Entropy, on the other hand, is used to refer to the expected value of information, that is E(-log Prob(X=x)) over all x. So information is -log of a single sample x from a Random Variable X; entropy is the expectation of the distribution of -log of that RV.

As an example of this usage, Stone’s Intro says in section 4 that “Entropy is Average Shannon Information”.

However. I think it is fair to say tha tin practice this relatively minor difference is often ignored. In fact, the author of the linked tutorial does exactly that here. Scroll down to answer from Stone to see what I mean.

I don’t think the standard Cover and Thomas text ever uses the bare term “information” as a term of art. See Summary of Chapter 2, page 41 in second edition of their text for the terms they do use for thew basic information entities.

Shannon does hint at this definition of information on page 1, para 3, of his 1948 paper. “If the number of messages in the set is finite then this number or any monotonic function of this number can be regarded as a measure of the information produced when one message is chosen from the set”. But he does not formalize the term “information” further than that, as far as I can see. In particular, he does not use the term “average information” for entropy that I can see.

3 Likes

Sort of. Except we can also refer to log p as the entropy of the sample, and E[log p] as the information of the distribution. The terms are essentially interchangeable. The two concepts are essentially synonyms, thought at times you will see distinctions being made within certain conventions. It is more important to clarify what is being referred too, knowing that any use of “information” or “entropy” could be flipped from a different convention.

2 Likes

@Dan_Eastwood:
Dan:
If I understand your definitions correctly, you are equating statistical variance and Shannon entropy and also you are equating covariance (or correlation) and mutual information. If this is fair, I’d offer the following feedback.

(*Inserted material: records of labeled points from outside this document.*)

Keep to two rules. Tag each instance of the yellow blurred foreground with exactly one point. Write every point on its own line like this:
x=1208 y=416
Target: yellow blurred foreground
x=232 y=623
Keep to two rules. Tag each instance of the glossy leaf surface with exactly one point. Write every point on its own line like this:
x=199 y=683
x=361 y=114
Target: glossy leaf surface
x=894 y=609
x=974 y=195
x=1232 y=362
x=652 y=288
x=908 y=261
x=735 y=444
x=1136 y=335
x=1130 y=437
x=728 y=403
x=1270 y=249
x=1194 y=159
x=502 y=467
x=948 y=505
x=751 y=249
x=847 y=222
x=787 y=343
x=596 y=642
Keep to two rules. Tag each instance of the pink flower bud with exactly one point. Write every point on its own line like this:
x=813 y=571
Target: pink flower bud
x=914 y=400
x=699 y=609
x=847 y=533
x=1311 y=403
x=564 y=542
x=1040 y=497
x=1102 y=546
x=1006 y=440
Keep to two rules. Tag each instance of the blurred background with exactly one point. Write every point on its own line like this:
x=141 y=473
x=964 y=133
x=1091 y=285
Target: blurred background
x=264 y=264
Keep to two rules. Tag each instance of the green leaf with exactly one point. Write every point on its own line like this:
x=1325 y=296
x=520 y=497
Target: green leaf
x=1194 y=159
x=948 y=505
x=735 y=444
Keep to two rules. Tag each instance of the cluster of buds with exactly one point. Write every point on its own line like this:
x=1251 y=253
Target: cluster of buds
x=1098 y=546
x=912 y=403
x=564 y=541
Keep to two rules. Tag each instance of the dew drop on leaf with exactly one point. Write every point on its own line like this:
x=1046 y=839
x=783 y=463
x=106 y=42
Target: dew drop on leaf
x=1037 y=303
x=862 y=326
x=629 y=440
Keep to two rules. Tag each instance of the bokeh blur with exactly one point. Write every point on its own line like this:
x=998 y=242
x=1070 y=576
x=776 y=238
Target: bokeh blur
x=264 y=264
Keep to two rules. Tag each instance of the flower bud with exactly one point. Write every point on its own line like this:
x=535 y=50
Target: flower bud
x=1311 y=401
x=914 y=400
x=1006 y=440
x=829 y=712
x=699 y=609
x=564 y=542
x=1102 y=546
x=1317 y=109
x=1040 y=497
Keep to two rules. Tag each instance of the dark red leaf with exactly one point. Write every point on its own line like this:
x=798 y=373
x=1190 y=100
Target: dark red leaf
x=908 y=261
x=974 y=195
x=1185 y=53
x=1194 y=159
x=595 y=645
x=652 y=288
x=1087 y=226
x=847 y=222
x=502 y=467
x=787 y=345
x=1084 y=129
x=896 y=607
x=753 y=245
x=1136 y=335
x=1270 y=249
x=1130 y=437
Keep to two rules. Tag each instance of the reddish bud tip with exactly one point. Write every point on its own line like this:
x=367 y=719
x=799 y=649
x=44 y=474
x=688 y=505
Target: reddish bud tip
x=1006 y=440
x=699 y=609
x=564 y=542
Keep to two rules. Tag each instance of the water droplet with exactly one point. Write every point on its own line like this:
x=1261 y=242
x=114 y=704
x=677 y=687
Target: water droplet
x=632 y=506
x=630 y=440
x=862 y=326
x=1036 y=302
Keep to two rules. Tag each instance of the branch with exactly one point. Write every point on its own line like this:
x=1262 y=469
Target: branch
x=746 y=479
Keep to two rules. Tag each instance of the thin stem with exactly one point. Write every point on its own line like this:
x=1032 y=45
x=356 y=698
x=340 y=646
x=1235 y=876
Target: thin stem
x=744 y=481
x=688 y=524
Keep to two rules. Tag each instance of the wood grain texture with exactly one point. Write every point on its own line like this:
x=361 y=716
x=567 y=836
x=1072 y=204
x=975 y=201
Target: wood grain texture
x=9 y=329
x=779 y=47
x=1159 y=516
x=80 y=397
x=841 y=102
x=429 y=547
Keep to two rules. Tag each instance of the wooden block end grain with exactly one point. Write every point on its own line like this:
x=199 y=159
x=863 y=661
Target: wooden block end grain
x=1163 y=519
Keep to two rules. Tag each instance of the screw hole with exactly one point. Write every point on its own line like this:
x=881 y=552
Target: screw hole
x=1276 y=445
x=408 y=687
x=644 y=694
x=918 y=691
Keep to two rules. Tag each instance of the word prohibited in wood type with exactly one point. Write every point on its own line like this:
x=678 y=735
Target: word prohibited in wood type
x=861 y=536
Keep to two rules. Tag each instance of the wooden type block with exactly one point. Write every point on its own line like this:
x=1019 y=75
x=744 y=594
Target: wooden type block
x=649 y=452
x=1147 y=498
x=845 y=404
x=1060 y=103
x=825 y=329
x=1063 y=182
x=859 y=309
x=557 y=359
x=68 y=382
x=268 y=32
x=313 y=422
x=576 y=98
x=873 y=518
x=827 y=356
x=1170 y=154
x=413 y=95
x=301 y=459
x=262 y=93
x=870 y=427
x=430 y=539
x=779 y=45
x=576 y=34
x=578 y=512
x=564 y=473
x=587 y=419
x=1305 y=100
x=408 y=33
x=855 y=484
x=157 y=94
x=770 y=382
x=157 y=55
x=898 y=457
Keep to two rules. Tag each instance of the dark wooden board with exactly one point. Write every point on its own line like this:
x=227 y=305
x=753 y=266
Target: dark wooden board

First, I do agree that variance and entropy both relate to the dispersion of a Random Variable (RV). However, they are not the same. For one thing, the units are different: variance is will change if the units of measure of the RV change, but info will not. But the main thing is that the formula differ so calculated values differ. This link has details..

I also think covariance and mutual information differ. Both relate to statistical independence, of course. But the formula differ. This leads to results like covariance being zero for some situations where the two variables have a non-linear relation, whereas mutual information is only zero for independent variables. One way to see this is to recognize that (1) mutual information is the KL divergence of the joint distribution of the variables Prob(X,Y) with the product of their marginals P(X)P(Y) and that (2) two variables are independent iff their joint is the product of their marginals. So we have independence iff KL is divergence is zero. See here for details

2 Likes

This doesn’t seem to be an accurate understanding of Shannon. As I posted in another thread:

To be sure this word information in communication theory relates not so much to what you do say, as to what you could say . That is, information is a measure of one’s freedom of choice when one selects a message. … Note that it is misleading (although often convenient) to say that one or the other message conveys unit information. The concept of information applies not to the individual messages (as the concept of meaning would), but rather to the situation as a whole , the unit of information indicating that in this situation one has an amount of freedom of choice, in selecting a message, which is convenient to regard as a standard or unit amount.

  • Shannon and Weaver. The Mathematical Theory of Information. p. 8-9

The term “information” does not apply at all to the message.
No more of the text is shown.